Tuesday, 15 January 2019

1976 and all that

I've just picked up a copy of the 1976 Good Beer Guide, published seven years before the 1983 one which until now was the earliest edition I had (I couldn't find a cheap copy of the 1975 or 1974 editions which preceded it online).

It's a pretty slim volume, reflecting the number of breweries then producing cask beer, their limited range (locally, Holt's brewed just two, a mild and bitter, and Hydes, Robinson's and Lees four, an ordinary and/or best bitter, a light and/or dark mild and a, often seasonal, strong ale) and the terse descriptions of both the beers ("smooth", "malty", "thin", "unexceptional") and pubs ("no nonsense", "lively").

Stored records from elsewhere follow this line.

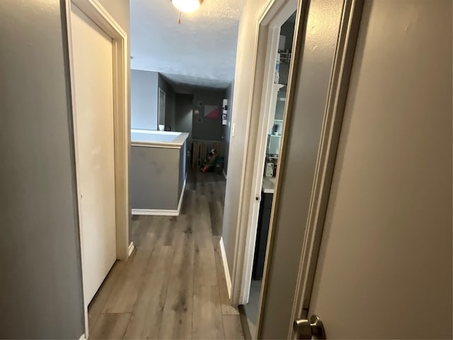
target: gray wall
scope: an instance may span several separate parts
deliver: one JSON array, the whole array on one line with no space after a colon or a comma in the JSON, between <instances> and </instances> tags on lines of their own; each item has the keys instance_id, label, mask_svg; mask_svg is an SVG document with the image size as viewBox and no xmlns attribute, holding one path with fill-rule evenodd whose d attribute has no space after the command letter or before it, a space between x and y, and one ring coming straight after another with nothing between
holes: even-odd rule
<instances>
[{"instance_id":1,"label":"gray wall","mask_svg":"<svg viewBox=\"0 0 453 340\"><path fill-rule=\"evenodd\" d=\"M224 127L224 170L225 174L228 173L228 154L229 153L229 140L231 133L231 118L233 117L233 90L234 89L234 81L231 82L229 86L225 91L225 96L228 99L228 115L226 125Z\"/></svg>"},{"instance_id":2,"label":"gray wall","mask_svg":"<svg viewBox=\"0 0 453 340\"><path fill-rule=\"evenodd\" d=\"M192 115L193 111L193 96L192 94L176 94L175 97L175 103L176 112L174 130L180 132L189 133L188 140L192 140ZM190 145L190 142L188 142L188 145Z\"/></svg>"},{"instance_id":3,"label":"gray wall","mask_svg":"<svg viewBox=\"0 0 453 340\"><path fill-rule=\"evenodd\" d=\"M165 92L165 125L175 130L175 91L159 72L131 70L131 128L157 130L159 88Z\"/></svg>"},{"instance_id":4,"label":"gray wall","mask_svg":"<svg viewBox=\"0 0 453 340\"><path fill-rule=\"evenodd\" d=\"M81 270L60 1L1 0L0 13L0 338L79 339Z\"/></svg>"},{"instance_id":5,"label":"gray wall","mask_svg":"<svg viewBox=\"0 0 453 340\"><path fill-rule=\"evenodd\" d=\"M131 147L132 209L178 208L185 173L185 143L180 149Z\"/></svg>"},{"instance_id":6,"label":"gray wall","mask_svg":"<svg viewBox=\"0 0 453 340\"><path fill-rule=\"evenodd\" d=\"M131 69L131 128L157 130L159 74Z\"/></svg>"},{"instance_id":7,"label":"gray wall","mask_svg":"<svg viewBox=\"0 0 453 340\"><path fill-rule=\"evenodd\" d=\"M222 104L224 98L224 90L194 89L192 125L192 137L194 140L222 140L224 131L222 125ZM200 102L203 104L202 106L199 106ZM219 118L205 118L203 115L205 105L218 106L220 110ZM200 110L200 114L195 114L195 109ZM198 117L201 118L202 123L197 123Z\"/></svg>"}]
</instances>

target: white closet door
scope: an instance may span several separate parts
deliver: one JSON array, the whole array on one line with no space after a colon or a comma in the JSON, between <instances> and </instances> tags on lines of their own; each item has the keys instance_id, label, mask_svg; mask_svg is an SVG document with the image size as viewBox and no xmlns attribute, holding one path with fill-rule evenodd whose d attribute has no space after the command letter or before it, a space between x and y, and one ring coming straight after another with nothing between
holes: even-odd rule
<instances>
[{"instance_id":1,"label":"white closet door","mask_svg":"<svg viewBox=\"0 0 453 340\"><path fill-rule=\"evenodd\" d=\"M112 39L71 13L84 292L93 299L116 259Z\"/></svg>"}]
</instances>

Although many of the pubs have since closed, been converted to other uses or demolished, a few which I'm familiar with have survived, albeit some with different owners than those they had forty years ago: in Manchester city centre, Robinson's Castle, Hydes Grey Horse and Jolly Angler, the Circus, Crown and Kettle (then respectively Tetley and Wilsons pubs) and Sam's Chop House ("The haunt of expense-account businessmen"), and in Stockport town centre Robinson's Arden Arms ("Three grandfather clocks") and the Crown, then a Boddingtons pub, now a free house, and still with a spectacular view of the Victorian railway viaduct, even if not, as in 1976, from the outside gents toilets.